Keith Burdette was appointed Cabinet Secretary for the Department of Commerce by Governor Tomblin in December 2010. Burdette said there are ongoing discussions about the future of Cass, but they are aimed at preserving the operation, not splintering it.
“Cass is a great venue for the state, we very much support it,” explains Burdette. “We have no plans to close it. There’s no plans to privatize the state park or anything like that, but it loses about $1.4 million a year and has immediate maintenance needs totaling well over $2 million. And that’s a tough road for us, and if we’re going to sustain and keep and allow Cass to be part of our system, we need to see if there’s some ways to advance that.”
A Facebook page,”Save Cass Railroad,” was launched recently and has garnered more than 8,000 “likes.”
“There’s significant misinformation on that page,” points out Burdette. “The semblance of truth is, is that the Department of Commerce, the Division of Natural Resources has been having discussion for much of the last year about how we sustain Cass Railroad.”
Burdette stressed that the inter-agency communication is nothing more than a discussion right now.
“We had been talking with the Greenbrier Valley Rail, about some proposals, but the bottom line is there are just discussions right now,” says Burdette. “There’s no proposal out on the table yet, there’s no bid process, there’s no contract. We’re just trying to explore our options to see what we can do, to do exactly what that FaceBook page wants us to do, and that’s to save Cass Railroad.”
According to Burdette, the state values Cass and wants to ensure its future.

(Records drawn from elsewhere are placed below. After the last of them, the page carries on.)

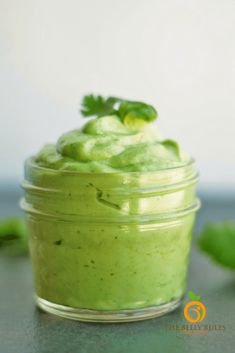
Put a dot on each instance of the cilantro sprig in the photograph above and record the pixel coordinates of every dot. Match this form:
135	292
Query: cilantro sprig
218	242
126	110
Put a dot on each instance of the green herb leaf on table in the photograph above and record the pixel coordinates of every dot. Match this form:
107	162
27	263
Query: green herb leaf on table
218	242
13	236
128	111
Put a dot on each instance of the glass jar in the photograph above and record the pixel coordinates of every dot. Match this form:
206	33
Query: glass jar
109	247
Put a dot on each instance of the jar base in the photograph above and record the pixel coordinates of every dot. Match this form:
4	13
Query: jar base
88	315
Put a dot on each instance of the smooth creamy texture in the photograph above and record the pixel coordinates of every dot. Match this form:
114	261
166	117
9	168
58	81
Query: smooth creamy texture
84	254
107	145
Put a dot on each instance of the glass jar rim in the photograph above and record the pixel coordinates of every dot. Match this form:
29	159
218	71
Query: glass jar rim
31	162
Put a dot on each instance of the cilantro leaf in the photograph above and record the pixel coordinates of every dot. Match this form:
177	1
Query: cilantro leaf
13	236
218	242
128	111
97	106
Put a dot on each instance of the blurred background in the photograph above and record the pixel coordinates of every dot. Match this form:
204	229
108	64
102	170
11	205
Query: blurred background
178	55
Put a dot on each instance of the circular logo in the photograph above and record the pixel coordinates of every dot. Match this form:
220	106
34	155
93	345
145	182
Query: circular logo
194	311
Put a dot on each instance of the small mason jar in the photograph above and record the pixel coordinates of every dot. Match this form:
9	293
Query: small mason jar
109	247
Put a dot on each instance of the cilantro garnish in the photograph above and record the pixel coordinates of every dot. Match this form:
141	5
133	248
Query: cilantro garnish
218	242
126	110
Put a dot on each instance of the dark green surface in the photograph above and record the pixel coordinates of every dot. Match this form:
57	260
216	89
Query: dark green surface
25	329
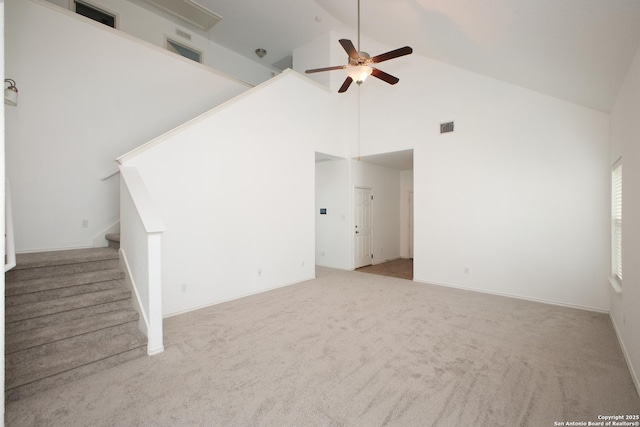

“We want to make sure it’s here for a long, long time,” Burdette says. “And if there’s ways we can partner with other organizations, or other rails, to make that a more successful operation, we think we have a responsibility to do that. So, that’s what we’ve been doing and hopefully we’ll come up with a solution that will protect the operation at Cass for a long, long time.”
Burdette said there shouldn’t be any concern about Cass remaining a mainstay for tourism in Pocahontas County.
“In fact just the opposite,” he says. “Our goal is to sustain the rail and enhance the tourism experience. I think it’s safe to say discussions are ongoing, but the discussions are geared towards making the system stronger, not dismantling it.”